Part E: In responding to Parts C and D, you may have considered how many times you were able to observe \(X\). Keeping this in mind, how many times have been able to observe \(Y\) considering only the mj25 data set?
Part F: Do you expect the probability distribution of \(Y\) to exhibit more variability or less variability than the probability distribution of \(X\)? Briefly explain.
Part G: Consider the sample mean of pts in the mj25 data set, and the sample mean in the mj200 data set. Without performing any calculations, which of these sample means would you expect to be closer to the population mean, which is Michael Jordan’s points per game for his entire career?
Part H: Michael Jordan’s career average points per game was 30.1. Calculate the sample mean of the variable pts in both the mj25 and mj200 samples. Which of these samples produces an estimate closer to the truth?
Part I: Do your findings in Part H suggest there may be sampling bias in how games were selected for the mj25 and mj200 samples? Briefly explain.

\(~\)

Question #2

In this question you’ll continue using the two samples of Michael Jordan’s regular season games described in Question 1; however, this question will focus on probability models.

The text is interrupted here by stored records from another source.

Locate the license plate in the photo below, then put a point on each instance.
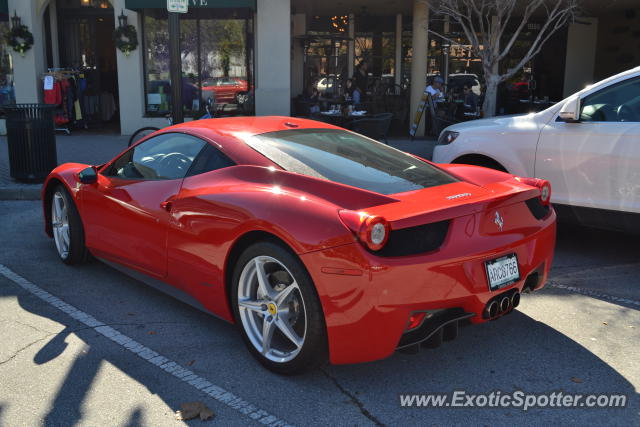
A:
(502, 272)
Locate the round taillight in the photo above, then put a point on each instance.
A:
(372, 231)
(545, 193)
(378, 234)
(375, 232)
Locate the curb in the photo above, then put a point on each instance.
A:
(20, 193)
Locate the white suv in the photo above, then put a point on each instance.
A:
(587, 146)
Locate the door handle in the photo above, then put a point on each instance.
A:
(166, 205)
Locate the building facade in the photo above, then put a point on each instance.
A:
(256, 56)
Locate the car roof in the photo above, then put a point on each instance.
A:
(241, 127)
(230, 133)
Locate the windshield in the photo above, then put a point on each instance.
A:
(348, 158)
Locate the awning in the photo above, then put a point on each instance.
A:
(162, 4)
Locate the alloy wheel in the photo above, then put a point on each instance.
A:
(272, 309)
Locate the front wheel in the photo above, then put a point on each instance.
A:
(141, 133)
(66, 226)
(278, 310)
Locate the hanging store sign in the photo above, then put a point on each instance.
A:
(192, 4)
(178, 6)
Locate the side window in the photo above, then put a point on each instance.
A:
(166, 156)
(209, 159)
(616, 103)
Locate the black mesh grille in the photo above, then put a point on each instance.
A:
(415, 240)
(538, 210)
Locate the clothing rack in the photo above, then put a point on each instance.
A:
(60, 74)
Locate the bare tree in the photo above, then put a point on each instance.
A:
(484, 22)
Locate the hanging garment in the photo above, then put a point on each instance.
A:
(107, 106)
(78, 112)
(53, 96)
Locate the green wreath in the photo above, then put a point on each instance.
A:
(126, 38)
(20, 39)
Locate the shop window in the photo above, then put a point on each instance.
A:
(217, 61)
(7, 93)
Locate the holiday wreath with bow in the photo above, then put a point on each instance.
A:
(126, 38)
(20, 39)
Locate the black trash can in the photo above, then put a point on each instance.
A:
(32, 141)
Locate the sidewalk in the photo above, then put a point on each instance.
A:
(95, 149)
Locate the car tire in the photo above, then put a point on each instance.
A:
(66, 227)
(304, 345)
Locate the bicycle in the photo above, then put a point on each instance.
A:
(148, 130)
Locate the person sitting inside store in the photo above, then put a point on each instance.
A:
(435, 88)
(352, 94)
(361, 78)
(470, 100)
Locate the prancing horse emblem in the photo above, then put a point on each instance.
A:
(499, 221)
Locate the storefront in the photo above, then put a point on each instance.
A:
(216, 52)
(256, 56)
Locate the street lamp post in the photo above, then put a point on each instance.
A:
(175, 68)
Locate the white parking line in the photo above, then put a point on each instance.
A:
(152, 357)
(591, 293)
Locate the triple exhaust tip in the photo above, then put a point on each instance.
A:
(503, 305)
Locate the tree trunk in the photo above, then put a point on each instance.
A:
(489, 105)
(492, 79)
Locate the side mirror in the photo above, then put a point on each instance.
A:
(88, 175)
(570, 111)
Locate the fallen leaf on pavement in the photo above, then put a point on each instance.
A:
(191, 410)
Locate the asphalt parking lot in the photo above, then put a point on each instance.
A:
(578, 335)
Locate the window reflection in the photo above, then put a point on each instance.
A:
(217, 60)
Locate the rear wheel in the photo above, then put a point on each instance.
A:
(485, 162)
(66, 226)
(278, 310)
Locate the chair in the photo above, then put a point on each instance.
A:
(375, 127)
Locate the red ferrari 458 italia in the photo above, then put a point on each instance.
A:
(319, 243)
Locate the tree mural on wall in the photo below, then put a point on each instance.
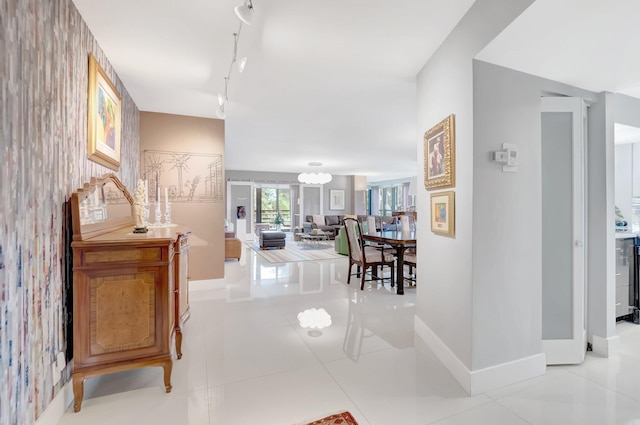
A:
(192, 187)
(180, 162)
(153, 171)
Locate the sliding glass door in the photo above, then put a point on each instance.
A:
(273, 205)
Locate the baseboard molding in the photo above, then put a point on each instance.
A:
(55, 410)
(207, 284)
(453, 364)
(481, 380)
(605, 347)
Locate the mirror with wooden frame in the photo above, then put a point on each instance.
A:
(100, 206)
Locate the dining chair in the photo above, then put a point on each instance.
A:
(405, 223)
(366, 257)
(410, 259)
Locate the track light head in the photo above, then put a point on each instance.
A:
(245, 12)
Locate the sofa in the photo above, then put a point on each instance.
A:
(327, 223)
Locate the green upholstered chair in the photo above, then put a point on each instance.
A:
(341, 243)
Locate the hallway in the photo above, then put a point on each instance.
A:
(248, 361)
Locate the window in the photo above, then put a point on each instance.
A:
(272, 202)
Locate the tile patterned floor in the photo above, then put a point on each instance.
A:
(247, 361)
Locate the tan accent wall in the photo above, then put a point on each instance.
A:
(187, 155)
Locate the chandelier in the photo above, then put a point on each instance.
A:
(314, 178)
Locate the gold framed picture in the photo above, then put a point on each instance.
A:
(443, 213)
(104, 123)
(440, 155)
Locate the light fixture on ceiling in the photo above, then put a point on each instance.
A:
(224, 98)
(220, 113)
(245, 12)
(242, 64)
(314, 178)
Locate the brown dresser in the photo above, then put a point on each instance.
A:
(130, 291)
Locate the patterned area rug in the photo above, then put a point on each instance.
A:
(297, 251)
(342, 418)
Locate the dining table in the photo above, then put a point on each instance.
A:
(400, 240)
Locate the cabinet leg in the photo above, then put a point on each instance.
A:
(179, 343)
(167, 366)
(78, 393)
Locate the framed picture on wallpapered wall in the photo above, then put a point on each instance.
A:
(440, 155)
(443, 213)
(104, 124)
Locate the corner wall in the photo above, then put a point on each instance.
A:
(186, 153)
(43, 152)
(451, 283)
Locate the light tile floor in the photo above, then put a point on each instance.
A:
(247, 361)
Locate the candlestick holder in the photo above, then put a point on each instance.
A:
(146, 214)
(167, 213)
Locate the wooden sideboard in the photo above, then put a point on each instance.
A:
(130, 290)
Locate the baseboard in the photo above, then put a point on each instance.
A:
(486, 379)
(453, 364)
(490, 378)
(55, 410)
(605, 347)
(207, 284)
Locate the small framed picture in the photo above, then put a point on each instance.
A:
(336, 199)
(104, 118)
(443, 213)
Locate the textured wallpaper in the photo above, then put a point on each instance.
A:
(44, 48)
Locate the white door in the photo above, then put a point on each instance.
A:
(563, 230)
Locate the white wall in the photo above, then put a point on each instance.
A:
(624, 157)
(600, 226)
(506, 218)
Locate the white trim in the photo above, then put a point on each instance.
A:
(52, 415)
(482, 380)
(453, 364)
(606, 347)
(490, 378)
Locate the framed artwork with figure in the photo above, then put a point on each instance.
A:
(104, 125)
(439, 155)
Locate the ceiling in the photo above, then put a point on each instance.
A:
(334, 81)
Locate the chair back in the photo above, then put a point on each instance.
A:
(352, 227)
(405, 223)
(371, 224)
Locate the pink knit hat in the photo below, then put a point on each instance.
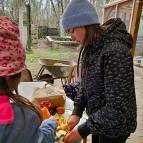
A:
(12, 54)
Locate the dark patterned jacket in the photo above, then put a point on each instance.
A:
(107, 86)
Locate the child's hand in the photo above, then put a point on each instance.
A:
(53, 118)
(73, 121)
(72, 136)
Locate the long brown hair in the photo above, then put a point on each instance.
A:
(9, 86)
(93, 32)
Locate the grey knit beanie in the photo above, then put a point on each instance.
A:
(79, 13)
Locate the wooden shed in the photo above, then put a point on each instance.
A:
(130, 11)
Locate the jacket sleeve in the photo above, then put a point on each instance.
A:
(119, 95)
(46, 131)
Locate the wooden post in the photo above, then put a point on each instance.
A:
(142, 51)
(116, 10)
(28, 26)
(135, 22)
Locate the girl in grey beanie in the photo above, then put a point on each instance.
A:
(107, 89)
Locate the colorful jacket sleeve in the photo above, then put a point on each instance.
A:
(46, 132)
(117, 113)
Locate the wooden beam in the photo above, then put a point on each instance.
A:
(135, 22)
(115, 3)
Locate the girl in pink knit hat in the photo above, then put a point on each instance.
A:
(20, 120)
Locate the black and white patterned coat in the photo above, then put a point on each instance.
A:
(107, 87)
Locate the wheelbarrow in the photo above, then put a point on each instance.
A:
(58, 69)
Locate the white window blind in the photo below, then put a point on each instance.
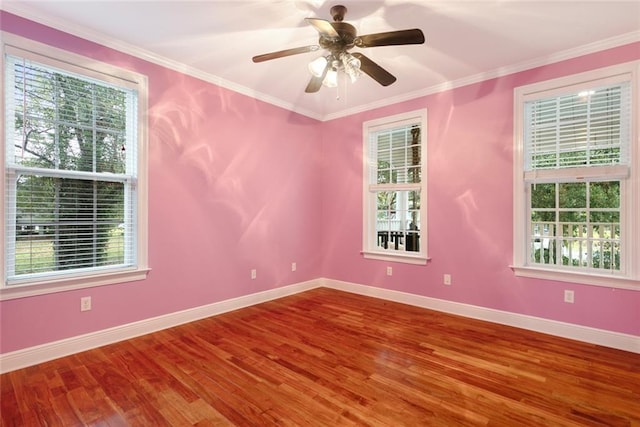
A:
(70, 172)
(584, 129)
(395, 192)
(576, 168)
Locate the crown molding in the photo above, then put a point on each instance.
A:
(598, 46)
(23, 10)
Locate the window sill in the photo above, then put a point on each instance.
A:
(49, 286)
(396, 257)
(609, 281)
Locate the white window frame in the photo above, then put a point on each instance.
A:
(629, 277)
(369, 234)
(93, 69)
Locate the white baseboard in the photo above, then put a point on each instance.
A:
(42, 353)
(552, 327)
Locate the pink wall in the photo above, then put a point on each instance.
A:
(237, 184)
(233, 185)
(470, 138)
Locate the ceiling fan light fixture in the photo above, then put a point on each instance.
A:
(331, 79)
(351, 66)
(317, 66)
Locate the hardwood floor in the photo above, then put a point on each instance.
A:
(329, 358)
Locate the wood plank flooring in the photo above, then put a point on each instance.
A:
(329, 358)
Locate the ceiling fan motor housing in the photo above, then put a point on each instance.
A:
(346, 40)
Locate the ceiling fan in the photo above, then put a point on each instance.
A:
(337, 38)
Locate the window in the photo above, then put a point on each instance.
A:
(74, 172)
(394, 188)
(576, 179)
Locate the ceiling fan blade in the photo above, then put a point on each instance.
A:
(323, 27)
(316, 82)
(414, 36)
(283, 53)
(376, 72)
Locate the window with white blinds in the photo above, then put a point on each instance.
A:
(579, 129)
(394, 223)
(70, 170)
(576, 169)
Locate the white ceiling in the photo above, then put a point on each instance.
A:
(466, 41)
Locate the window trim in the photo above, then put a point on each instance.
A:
(107, 72)
(630, 180)
(368, 203)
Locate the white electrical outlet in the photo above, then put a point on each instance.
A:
(568, 296)
(85, 303)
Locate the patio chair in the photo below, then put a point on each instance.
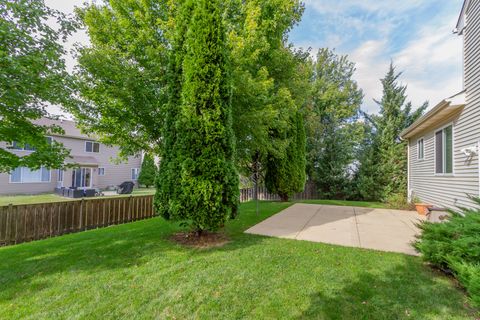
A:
(126, 187)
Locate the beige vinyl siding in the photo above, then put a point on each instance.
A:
(114, 173)
(452, 190)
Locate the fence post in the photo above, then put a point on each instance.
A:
(8, 234)
(81, 215)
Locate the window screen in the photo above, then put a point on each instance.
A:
(444, 150)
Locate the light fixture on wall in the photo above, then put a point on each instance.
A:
(470, 151)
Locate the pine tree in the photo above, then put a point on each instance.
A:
(387, 153)
(204, 192)
(148, 171)
(286, 174)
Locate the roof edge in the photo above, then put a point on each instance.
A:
(455, 100)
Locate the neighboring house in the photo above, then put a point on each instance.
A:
(443, 145)
(95, 165)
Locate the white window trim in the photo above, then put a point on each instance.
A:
(423, 151)
(444, 155)
(58, 175)
(35, 182)
(93, 142)
(29, 151)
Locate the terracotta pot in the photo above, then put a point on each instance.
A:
(423, 208)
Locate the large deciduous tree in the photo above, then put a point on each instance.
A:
(205, 194)
(333, 131)
(269, 79)
(122, 74)
(32, 74)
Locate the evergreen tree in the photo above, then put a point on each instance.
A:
(148, 171)
(387, 153)
(333, 132)
(286, 174)
(205, 192)
(167, 182)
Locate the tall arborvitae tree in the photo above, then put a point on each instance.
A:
(286, 173)
(333, 129)
(148, 171)
(206, 193)
(387, 153)
(167, 182)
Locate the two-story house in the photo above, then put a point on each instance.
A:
(444, 144)
(94, 165)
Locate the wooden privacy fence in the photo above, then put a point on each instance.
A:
(21, 223)
(310, 193)
(28, 222)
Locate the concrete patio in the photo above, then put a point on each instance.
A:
(378, 229)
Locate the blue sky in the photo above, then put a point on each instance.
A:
(415, 34)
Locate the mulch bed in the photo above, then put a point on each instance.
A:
(204, 241)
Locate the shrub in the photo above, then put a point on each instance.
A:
(399, 201)
(455, 245)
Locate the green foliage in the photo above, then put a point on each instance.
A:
(286, 175)
(32, 74)
(148, 171)
(122, 74)
(268, 77)
(299, 279)
(455, 245)
(205, 192)
(383, 161)
(333, 132)
(399, 201)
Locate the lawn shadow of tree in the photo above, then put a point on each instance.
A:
(28, 266)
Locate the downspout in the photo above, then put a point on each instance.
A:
(409, 195)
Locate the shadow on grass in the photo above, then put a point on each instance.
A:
(398, 293)
(25, 268)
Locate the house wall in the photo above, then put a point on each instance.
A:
(114, 173)
(451, 191)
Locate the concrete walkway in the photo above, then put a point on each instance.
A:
(379, 229)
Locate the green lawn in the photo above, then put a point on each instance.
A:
(133, 271)
(51, 197)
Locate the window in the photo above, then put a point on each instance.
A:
(17, 146)
(91, 146)
(421, 149)
(444, 151)
(135, 172)
(25, 175)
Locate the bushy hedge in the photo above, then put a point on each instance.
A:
(455, 245)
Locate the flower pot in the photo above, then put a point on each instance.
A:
(423, 208)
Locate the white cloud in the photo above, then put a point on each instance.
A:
(431, 64)
(383, 6)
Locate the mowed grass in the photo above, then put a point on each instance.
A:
(51, 197)
(134, 271)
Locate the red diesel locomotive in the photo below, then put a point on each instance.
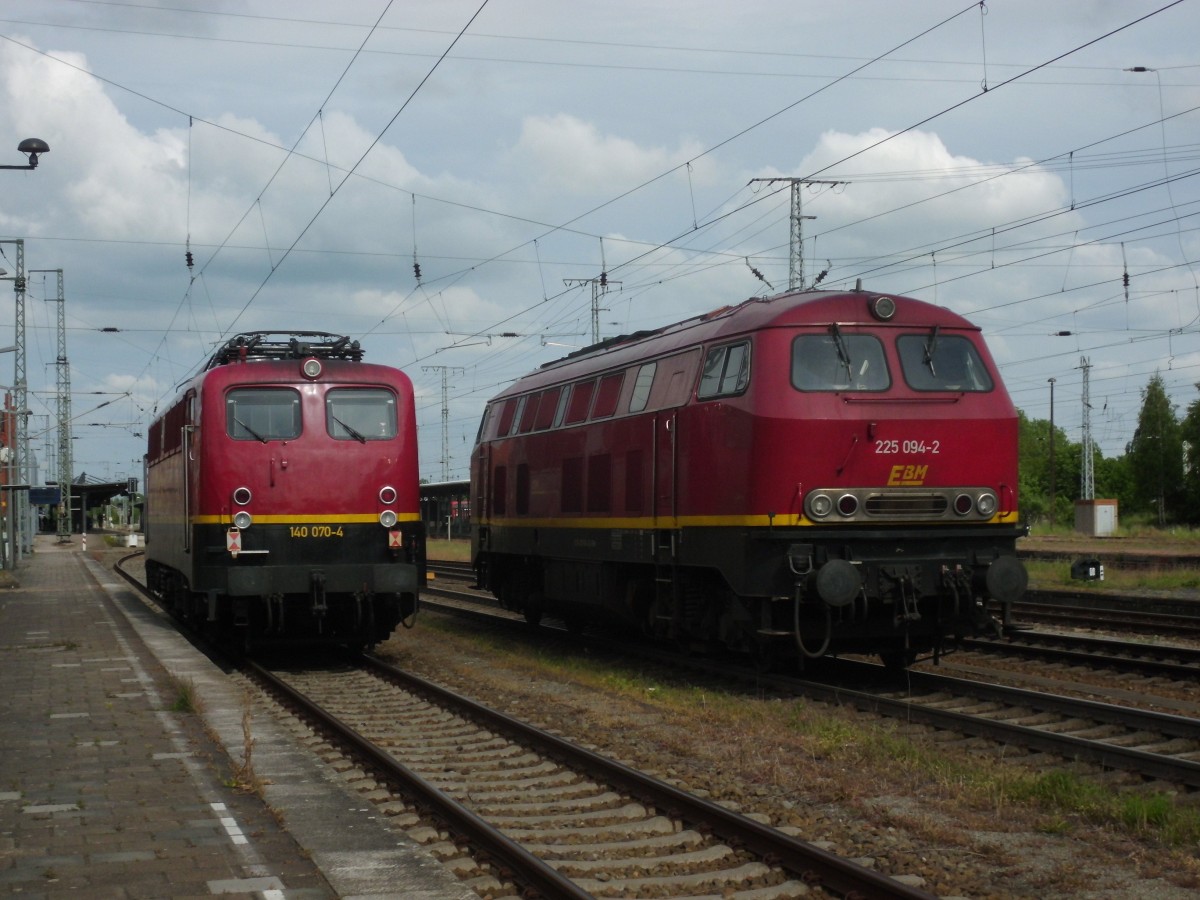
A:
(809, 474)
(282, 495)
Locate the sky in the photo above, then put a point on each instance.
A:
(1002, 160)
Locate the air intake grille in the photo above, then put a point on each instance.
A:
(906, 505)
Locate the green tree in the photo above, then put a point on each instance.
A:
(1189, 432)
(1039, 478)
(1156, 455)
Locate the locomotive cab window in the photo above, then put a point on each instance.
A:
(263, 414)
(360, 414)
(942, 363)
(837, 361)
(726, 371)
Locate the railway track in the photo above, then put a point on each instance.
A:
(1153, 745)
(1159, 660)
(551, 817)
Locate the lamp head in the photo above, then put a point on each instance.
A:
(33, 148)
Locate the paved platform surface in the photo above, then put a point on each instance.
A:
(107, 791)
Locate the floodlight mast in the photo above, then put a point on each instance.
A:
(33, 148)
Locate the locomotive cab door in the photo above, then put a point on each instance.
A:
(191, 454)
(666, 437)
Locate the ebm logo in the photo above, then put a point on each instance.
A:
(907, 475)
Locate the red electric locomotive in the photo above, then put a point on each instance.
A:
(813, 473)
(282, 495)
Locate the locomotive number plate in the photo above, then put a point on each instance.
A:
(315, 531)
(907, 447)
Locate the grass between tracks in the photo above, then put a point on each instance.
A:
(790, 747)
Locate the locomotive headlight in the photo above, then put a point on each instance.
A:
(987, 504)
(883, 307)
(820, 505)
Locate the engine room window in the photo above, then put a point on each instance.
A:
(263, 414)
(607, 396)
(726, 371)
(942, 363)
(581, 401)
(360, 414)
(547, 405)
(641, 394)
(837, 361)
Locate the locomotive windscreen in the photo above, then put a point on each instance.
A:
(360, 414)
(263, 414)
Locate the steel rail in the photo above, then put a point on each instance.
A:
(799, 857)
(528, 869)
(1099, 652)
(1069, 747)
(1173, 769)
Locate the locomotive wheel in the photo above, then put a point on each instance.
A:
(533, 610)
(898, 660)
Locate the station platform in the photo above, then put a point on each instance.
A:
(107, 790)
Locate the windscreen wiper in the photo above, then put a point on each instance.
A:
(250, 431)
(352, 432)
(843, 352)
(930, 349)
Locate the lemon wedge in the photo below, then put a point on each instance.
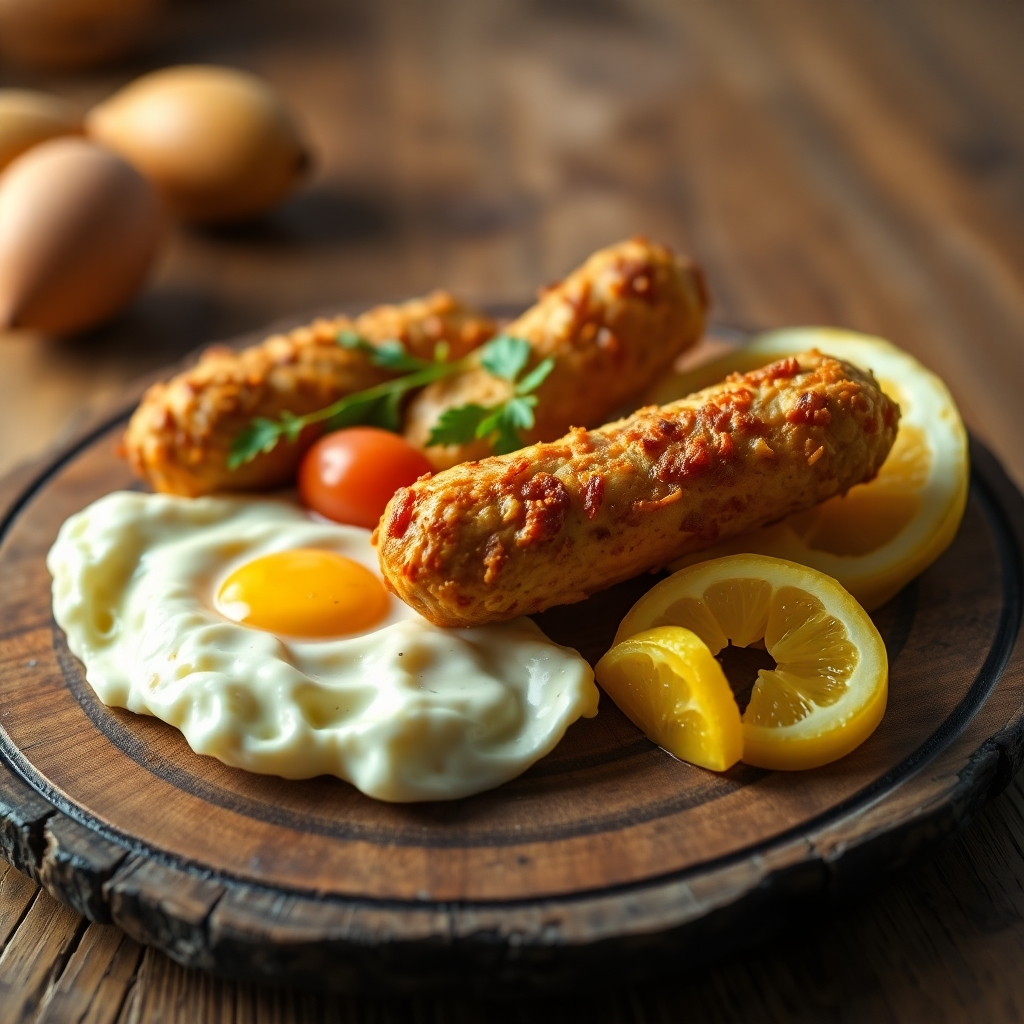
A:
(883, 534)
(828, 689)
(668, 683)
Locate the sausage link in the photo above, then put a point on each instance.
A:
(179, 436)
(611, 327)
(552, 523)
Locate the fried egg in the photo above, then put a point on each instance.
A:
(268, 639)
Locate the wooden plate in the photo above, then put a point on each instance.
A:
(606, 860)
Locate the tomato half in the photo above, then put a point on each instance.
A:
(350, 475)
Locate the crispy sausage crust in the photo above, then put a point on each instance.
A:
(552, 523)
(612, 327)
(179, 436)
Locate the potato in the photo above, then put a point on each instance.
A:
(218, 143)
(79, 228)
(71, 33)
(28, 118)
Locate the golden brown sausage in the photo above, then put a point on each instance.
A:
(551, 524)
(179, 436)
(611, 327)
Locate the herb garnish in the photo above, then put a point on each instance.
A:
(381, 406)
(505, 357)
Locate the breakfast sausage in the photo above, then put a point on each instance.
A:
(551, 524)
(179, 437)
(611, 327)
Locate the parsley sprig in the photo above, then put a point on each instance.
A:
(504, 356)
(502, 423)
(379, 407)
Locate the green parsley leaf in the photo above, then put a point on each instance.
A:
(260, 435)
(457, 425)
(290, 425)
(504, 423)
(505, 356)
(536, 377)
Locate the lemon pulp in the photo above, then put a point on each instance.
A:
(827, 691)
(668, 683)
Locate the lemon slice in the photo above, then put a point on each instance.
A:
(827, 691)
(668, 683)
(883, 534)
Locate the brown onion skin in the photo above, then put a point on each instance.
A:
(79, 229)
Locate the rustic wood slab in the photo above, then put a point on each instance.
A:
(607, 852)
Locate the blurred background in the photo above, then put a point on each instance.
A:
(851, 163)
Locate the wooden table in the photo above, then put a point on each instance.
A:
(846, 163)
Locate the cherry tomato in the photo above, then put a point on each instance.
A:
(350, 475)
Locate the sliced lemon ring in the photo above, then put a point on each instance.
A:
(883, 534)
(827, 692)
(668, 683)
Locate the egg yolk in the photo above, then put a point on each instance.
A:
(304, 593)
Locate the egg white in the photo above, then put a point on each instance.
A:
(404, 712)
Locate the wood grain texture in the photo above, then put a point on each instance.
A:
(850, 163)
(607, 859)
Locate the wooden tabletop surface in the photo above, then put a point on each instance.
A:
(854, 163)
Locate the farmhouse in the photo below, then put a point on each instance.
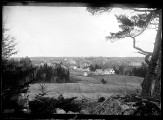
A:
(86, 69)
(99, 72)
(73, 67)
(109, 71)
(85, 74)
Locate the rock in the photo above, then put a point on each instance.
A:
(60, 111)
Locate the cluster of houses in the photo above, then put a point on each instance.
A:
(100, 72)
(97, 72)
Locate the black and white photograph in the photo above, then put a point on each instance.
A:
(80, 59)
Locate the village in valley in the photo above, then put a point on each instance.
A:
(82, 65)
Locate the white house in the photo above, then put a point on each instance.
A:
(73, 67)
(85, 74)
(86, 69)
(111, 71)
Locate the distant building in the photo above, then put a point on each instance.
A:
(86, 69)
(99, 72)
(72, 62)
(79, 69)
(73, 67)
(85, 74)
(135, 64)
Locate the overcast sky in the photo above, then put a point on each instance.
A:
(69, 32)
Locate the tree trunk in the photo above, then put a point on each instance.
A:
(157, 88)
(147, 83)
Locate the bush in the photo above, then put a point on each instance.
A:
(16, 77)
(46, 105)
(103, 81)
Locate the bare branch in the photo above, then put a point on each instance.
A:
(143, 51)
(138, 10)
(147, 58)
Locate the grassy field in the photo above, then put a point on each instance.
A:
(90, 87)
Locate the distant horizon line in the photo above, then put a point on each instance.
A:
(76, 56)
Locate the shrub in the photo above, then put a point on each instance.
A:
(103, 81)
(47, 105)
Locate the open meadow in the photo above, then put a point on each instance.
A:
(90, 87)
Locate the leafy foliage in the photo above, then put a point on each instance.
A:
(44, 105)
(16, 77)
(8, 43)
(47, 73)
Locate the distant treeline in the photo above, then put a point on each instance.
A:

Part A: Calculate the proportion of games in the mj200 sample where Michael Jordan scored more than 30 points. Hint: You might find the examples in Lab 6 to be helpful in using the summarize() function to obtain this proportion.
Part B: Consider a Normal probability model for the number of points Michael Jordan scores in a game. Use the data in mj200 to find appropriate parameters for this model.
Part C: Using your probability model from Part B, find the probability that Michael Jordan scores more than 30 points in a game.
Part D: How does your answer in Part C relate to the proportion you found in Part A? Briefly explain.
Part E: Construct a different probability model using the Normal distribution and parameters estimated from the mj25 sample (the one with only \(n=25\) games). Using this model, find the probability that Michael Jordan scores more than 30 points in a game.
Part F: Michael Jordan scored 30+ points in 562 of his 1,072 career regular season games. Did the probability model from Part B or from Part E come closer to accurately estimating this probability? Is that consistent with what you had expected? Briefly explain.

\(~\)

Question #3

For each of the following scenarios indicate whether the data being described is most reasonably described as a population or a sample. If it is a sample, indicate whether it a biased sample or a representative sample. You should provide a 1-2 sentence justification for each of your answers.

Part A: To estimate the size of trout in a lake, an angler records the weights of the 12 trout he caught over a weekend.
Part B: A subscription-based music streaming app tracks the listening history of all of its users.
Part C: Using random digit dialing to contact over 14,000 US adults, Gallup finds that 46% of Americans politically identify as Republican or Republican leaning.
Part D: A poll posted on X asks users: “Do you like or dislike the idea of wearing a consistent uniform to work every day, similar to what Steve Jobs did?”
Part E: A college’s institutional research team uses a random number generator to select 50 course syllabi to use in a study.